# [RISOLTO]KWORLD DVB-S 100: come impostarla per vedere la TV?

## fbcyborg

Salve a tutti, 

sono oramai mesi che provo a far funzionare la mia scheda satellitare + acquisizione sulla mia Gentoo, ma c'è sempre qualche intoppo. Al momento mi interessa riuscire a vedere i canali satellitari e magari poterli anche registrare.

La mia scheda, sebbene non sia una delle migliori mi sembra che sia supportata dal kernel di Linux che sembra contenere gli appositi moduli.

Stiamo appunto parlando di una KWORLD DVB-S 100, che all'inizio sembrava essere totalmente sconosciuta ma poi con il tempo ho scoperto che qualche piccola speranza di farla funzionare forse c'è.

Un lspci, mi restituisce quanto segue:

```
00:0e.0 Multimedia video controller: Conexant CX23880/1/2/3 PCI Video and Audio Decoder (rev 05)

00:0e.2 Multimedia controller: Conexant CX23880/1/2/3 PCI Video and Audio Decoder [MPEG Port] (rev 05)
```

Facendo diverse ricerche ho appurato che si deve necessariamente compilare i seguenti moduli nel kernel (versione >=2.6.23), al fine di far riconoscere la scheda dal sistema:

```
cx8800

cx8802,cx88-blackbird
```

Infatti dmesg sembra restituire qualcosa di buono:

```
cx2388x v4l2 driver version 0.0.6 loaded

CORE cx88[0]: subsystem: 17de:08b2, board: KWorld DVB-S 100 [card=39,autodetected]

cx88[0]/0: found at 0000:00:0e.0, rev: 5, irq: 19, latency: 64, mmio: 0xfb000000

cx88[0]/0: registered device video0 [v4l2]

cx88[0]/0: registered device vbi0

cx2388x cx88-mpeg Driver Manager version 0.0.6 loaded

cx88[0]/2: cx2388x 8802 Driver Manager

cx88[0]/2: found at 0000:00:0e.2, rev: 5, irq: 19, latency: 64, mmio: 0xfd000000

cx2388x alsa driver version 0.0.6 loaded

cx2388x blackbird driver version 0.0.6 loaded

cx8802_register_driver() ->registering driver type=blackbird access=shared

CORE cx88[0]: subsystem: 17de:08b2, board: KWorld DVB-S 100 [card=39]

cx8802_register_driver() ->probe failed err = -19

cx2388x dvb driver version 0.0.6 loaded

cx8802_register_driver() ->registering driver type=dvb access=shared

CORE cx88[0]: subsystem: 17de:08b2, board: KWorld DVB-S 100 [card=39]

cx88[0]/2: cx2388x based dvb card

DVB: registering new adapter (cx88[0])

```

Ora non mi rimane altro che seguire questa guida per riuscire a far funzionare questa benedetta scheda satellitare. In realtà vorrei capire se poi posso usare Xine per vedere la TV.
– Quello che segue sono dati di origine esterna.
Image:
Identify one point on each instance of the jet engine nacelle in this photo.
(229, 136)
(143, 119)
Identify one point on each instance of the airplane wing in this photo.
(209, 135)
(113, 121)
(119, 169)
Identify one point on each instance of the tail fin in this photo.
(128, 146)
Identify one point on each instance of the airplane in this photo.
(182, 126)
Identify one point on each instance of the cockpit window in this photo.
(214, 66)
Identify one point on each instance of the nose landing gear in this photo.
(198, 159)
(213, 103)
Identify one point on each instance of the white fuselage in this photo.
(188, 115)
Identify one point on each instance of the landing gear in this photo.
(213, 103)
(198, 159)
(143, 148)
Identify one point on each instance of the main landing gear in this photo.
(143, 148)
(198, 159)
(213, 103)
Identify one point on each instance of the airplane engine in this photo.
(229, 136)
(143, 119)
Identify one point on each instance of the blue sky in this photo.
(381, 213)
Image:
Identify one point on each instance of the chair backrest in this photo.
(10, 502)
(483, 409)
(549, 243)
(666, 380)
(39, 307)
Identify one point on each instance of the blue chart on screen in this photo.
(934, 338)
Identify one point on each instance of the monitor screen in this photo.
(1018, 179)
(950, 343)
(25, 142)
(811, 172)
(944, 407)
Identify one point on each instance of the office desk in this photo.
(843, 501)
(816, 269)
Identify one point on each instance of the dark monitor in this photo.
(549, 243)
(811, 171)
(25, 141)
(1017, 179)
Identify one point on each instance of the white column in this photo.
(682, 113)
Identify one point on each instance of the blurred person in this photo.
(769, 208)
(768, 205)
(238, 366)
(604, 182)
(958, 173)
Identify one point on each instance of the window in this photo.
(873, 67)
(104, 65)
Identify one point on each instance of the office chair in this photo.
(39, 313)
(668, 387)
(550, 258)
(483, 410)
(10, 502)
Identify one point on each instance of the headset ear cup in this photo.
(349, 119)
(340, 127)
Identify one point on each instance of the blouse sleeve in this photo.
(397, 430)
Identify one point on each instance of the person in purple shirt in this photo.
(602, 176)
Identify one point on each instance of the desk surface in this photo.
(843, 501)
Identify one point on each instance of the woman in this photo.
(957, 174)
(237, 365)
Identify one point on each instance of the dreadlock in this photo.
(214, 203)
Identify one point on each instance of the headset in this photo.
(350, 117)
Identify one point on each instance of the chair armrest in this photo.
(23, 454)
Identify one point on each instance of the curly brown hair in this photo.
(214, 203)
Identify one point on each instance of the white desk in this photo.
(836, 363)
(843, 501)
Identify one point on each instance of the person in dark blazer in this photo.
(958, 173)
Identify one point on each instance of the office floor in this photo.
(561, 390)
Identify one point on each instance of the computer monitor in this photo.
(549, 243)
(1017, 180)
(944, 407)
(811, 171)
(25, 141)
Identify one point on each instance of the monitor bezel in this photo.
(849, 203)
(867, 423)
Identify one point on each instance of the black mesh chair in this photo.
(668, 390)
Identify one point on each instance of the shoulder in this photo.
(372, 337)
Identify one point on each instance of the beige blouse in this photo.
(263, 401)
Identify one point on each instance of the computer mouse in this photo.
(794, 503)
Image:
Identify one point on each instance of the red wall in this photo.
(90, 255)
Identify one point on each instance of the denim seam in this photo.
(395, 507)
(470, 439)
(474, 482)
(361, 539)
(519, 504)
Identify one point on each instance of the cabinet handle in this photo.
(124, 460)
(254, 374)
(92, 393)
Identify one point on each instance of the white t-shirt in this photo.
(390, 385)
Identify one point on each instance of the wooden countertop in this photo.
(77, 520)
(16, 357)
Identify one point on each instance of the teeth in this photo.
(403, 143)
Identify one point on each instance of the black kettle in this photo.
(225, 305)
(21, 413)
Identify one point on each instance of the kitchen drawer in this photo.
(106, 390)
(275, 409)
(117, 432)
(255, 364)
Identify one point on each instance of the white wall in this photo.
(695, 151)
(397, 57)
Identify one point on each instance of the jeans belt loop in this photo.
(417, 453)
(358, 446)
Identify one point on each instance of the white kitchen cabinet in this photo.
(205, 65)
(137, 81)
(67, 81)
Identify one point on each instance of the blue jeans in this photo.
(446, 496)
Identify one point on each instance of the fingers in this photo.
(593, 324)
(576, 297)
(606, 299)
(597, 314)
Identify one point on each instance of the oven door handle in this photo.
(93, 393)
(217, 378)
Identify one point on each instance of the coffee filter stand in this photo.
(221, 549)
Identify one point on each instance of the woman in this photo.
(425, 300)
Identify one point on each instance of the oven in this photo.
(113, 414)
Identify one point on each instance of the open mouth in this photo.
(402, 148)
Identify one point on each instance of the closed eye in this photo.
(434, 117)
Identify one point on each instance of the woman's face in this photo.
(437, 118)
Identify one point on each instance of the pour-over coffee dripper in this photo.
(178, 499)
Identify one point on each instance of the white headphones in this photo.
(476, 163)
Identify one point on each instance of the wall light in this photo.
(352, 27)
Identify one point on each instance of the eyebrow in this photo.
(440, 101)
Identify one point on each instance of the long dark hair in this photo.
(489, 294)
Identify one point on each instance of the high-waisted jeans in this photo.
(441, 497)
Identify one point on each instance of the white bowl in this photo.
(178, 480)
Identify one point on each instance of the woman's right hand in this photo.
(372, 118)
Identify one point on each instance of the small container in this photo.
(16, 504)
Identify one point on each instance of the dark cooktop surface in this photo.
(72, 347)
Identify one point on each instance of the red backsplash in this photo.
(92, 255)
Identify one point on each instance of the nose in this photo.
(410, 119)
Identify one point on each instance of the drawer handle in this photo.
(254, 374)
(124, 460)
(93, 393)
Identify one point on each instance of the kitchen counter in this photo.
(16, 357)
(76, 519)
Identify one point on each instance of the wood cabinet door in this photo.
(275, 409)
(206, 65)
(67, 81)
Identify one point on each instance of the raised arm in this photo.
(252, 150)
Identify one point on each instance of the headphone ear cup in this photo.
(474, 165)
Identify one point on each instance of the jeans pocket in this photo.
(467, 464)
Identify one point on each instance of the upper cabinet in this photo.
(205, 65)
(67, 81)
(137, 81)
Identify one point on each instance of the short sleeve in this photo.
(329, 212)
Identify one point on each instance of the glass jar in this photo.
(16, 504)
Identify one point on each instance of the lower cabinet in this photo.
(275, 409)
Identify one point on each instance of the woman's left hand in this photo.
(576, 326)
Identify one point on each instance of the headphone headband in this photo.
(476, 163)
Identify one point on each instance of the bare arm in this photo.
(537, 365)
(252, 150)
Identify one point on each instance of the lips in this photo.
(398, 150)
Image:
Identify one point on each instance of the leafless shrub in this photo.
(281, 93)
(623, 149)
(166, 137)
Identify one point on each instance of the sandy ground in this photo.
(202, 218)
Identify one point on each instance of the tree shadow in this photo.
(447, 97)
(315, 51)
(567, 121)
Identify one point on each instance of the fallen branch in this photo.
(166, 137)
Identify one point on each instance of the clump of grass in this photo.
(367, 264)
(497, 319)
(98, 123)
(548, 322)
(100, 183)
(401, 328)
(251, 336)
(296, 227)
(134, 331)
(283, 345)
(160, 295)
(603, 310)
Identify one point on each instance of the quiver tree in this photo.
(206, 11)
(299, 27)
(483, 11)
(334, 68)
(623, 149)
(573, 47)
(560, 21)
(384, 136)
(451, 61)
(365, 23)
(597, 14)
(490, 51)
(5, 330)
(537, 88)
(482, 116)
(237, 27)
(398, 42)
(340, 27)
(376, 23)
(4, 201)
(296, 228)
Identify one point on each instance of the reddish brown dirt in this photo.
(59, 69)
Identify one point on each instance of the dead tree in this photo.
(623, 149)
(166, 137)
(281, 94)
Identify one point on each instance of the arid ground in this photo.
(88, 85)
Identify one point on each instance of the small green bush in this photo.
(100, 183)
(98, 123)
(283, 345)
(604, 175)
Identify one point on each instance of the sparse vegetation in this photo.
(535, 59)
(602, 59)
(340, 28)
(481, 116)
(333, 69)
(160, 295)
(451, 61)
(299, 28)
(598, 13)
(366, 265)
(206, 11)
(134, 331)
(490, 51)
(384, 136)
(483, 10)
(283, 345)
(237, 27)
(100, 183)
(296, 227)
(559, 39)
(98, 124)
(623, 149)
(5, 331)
Arrivo fino al punto 3, installo quindi vdr e poi salto l'installazione del telecomando (se ne può fare a meno per il momento no?). Vado quindi direttamente al punto 6, configurando la lista dei canali tramite dvb-scan. Fin quì, sembra tutto OK, se non per il fatto che la lista dei canali mi sembra un pochino corta, ma andiamo avanti...

Ecco i problemi..

Al punto 7 chiede gentilmente   :Twisted Evil:   di avviare vdr ed eseguo l'ordine!   :Twisted Evil: 

Ma ecco che spunta un bel problema:

```
# /etc/init.d/vdr start

 * Preparing start of vdr:

 *   config files ...                                                                                                                                  [ ok ]

 *   Waiting for prerequisits (devices nodes etc.) ...                                                                                                 [ ok ]

 * Starting vdr ...

vdr: cap_set_proc failed: Operation not permitted

 * Failed to start vdr.                                                                                                                                [ !! ]

```

Ho cercato ovunque.. ma non sono ancora riuscito a trovare la soluzione a questo problema nè tantomeno riesco a capirne la causa.

Inoltre tornando un passo indietro, ovvero al punto 5, c'è una cosa davvero ambigua secondo me: quale dei metodi devo scegliere?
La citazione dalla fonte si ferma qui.